A few days before Ralph was shot, two Black Tennessee state legislators were given the boot for having the audacity to be indecorous when protesting the lax gun laws that contributed to the mass murder in a Tennessee school that took the lives of three adults and three children, plus the murderer.
I often and repeatedly say that here in America if you peel back a layer, you find racism. It’s our national disease. Our national fabric that affects everything. It brought us the electoral college system that in turn brought us five presidents who a majority of the American voters had found undesirable. It brought us runoff elections that damned near brought us Herschel Walker over Raphael Warnock. It denied over 2 million poor people – White and Black - free Medicaid who would otherwise have qualified under the Medicaid Expansion program as a part of the Affordable Care Act.
In 1879, when the positions of the parties were reversed from what they are today, Democratic former Confederates took control of Congress for the first time since the Civil War. Once in power, they banded together and set out to force the Republican president, Rutherford B. Hayes, to stop protecting Black voters by refusing to fund the government until he caved. Sound debt-ceiling familiar in 2023? Fortunately Hayes didn’t cave.

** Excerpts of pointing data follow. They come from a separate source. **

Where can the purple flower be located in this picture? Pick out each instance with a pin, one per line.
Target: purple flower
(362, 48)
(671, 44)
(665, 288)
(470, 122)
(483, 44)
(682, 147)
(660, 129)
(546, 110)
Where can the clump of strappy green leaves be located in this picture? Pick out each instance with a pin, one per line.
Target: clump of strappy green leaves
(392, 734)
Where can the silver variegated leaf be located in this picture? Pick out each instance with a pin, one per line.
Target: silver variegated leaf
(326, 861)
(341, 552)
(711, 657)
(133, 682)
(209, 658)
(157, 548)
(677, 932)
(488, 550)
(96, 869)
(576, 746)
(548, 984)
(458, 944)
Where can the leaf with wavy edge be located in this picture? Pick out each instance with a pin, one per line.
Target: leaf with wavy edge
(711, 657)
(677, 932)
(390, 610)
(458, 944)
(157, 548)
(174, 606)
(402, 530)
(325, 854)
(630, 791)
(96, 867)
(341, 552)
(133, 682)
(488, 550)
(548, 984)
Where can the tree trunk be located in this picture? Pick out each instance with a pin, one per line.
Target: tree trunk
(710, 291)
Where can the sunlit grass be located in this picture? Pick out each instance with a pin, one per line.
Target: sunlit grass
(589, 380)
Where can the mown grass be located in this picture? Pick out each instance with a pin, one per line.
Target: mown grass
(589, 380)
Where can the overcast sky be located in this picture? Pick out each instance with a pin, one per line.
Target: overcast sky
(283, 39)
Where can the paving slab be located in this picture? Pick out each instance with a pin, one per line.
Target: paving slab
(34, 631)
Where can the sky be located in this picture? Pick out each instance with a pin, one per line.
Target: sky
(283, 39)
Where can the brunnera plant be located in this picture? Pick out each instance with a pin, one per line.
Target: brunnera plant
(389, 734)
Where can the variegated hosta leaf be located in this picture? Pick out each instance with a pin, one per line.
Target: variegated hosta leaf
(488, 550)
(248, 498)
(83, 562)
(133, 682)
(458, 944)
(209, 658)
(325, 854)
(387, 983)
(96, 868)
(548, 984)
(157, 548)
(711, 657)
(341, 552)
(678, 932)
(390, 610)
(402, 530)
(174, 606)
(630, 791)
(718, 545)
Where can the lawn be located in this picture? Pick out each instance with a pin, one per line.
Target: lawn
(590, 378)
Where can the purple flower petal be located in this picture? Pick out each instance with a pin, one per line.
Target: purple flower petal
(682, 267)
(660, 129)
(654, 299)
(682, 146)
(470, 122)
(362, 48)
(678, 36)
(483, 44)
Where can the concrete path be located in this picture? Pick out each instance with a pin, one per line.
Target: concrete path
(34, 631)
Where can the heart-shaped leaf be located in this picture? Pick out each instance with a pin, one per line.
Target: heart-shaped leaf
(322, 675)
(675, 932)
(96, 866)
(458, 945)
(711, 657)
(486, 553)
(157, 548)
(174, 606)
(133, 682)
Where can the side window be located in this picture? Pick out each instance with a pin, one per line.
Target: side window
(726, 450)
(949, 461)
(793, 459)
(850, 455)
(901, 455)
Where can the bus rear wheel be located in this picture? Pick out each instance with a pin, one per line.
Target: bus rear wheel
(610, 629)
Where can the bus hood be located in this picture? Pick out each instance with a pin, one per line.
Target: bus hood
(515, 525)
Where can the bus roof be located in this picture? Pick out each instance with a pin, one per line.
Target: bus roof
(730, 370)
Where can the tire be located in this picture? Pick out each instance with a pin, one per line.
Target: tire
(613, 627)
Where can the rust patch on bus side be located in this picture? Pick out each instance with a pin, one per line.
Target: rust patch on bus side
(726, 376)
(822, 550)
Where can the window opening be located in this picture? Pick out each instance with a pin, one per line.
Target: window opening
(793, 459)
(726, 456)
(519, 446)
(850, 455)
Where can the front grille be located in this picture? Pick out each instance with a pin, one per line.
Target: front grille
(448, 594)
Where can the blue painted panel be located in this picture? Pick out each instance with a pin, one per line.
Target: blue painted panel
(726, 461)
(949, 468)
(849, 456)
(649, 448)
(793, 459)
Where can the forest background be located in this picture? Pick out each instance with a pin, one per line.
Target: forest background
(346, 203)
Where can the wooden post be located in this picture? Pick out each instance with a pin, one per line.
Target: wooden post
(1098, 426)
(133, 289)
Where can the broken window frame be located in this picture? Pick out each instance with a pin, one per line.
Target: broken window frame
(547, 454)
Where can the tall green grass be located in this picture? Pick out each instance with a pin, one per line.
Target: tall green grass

I spend a fair bit of time trying to help White Americans understand how harmful and disruptive America’s thing with race is for not only Black and Brown Americans, but for White Americans as well. For all of us. It can be a hard point to sell. But if nothing else, hasn’t the disruption of the last few weeks been exhausting and just hard to absorb? Hasn’t it kinda been weighing on your mind… affecting your peace and contentment? Hasn’t it made you disappointed in America? To add salt to the wound – at least my wound - I’ve been in communication with several White folks who in the arrogant comfort of their “I’m White, I must be right” bubble have elected to ignore the cardinal mantra of Black people in 2020 in the aftermath of the George Floyd murder – “Stop talking. Start listening.” Dunno about you, but I’ve found it exhausting.
We can and must do better. Call out those racist comments you hear. Vote better people into office from school board to president. Set aside your ideology if you must. Become knowledgeable. A really good place to start is the documentary 13th, available on Netflix.
Thanks Jonathan. Ummm...better late than never. Sorry that I just saw this.
Thanks Jonathan . We must do better and we can do better. We’ve all heard that, “This takes time, you know” for so long that we just accept it. But if we can develop a vaccine for a deadly pandemic in less than a year, or conceive of going to the moon and be there in 9 years, we can put an end to racism. Thanks for your comment.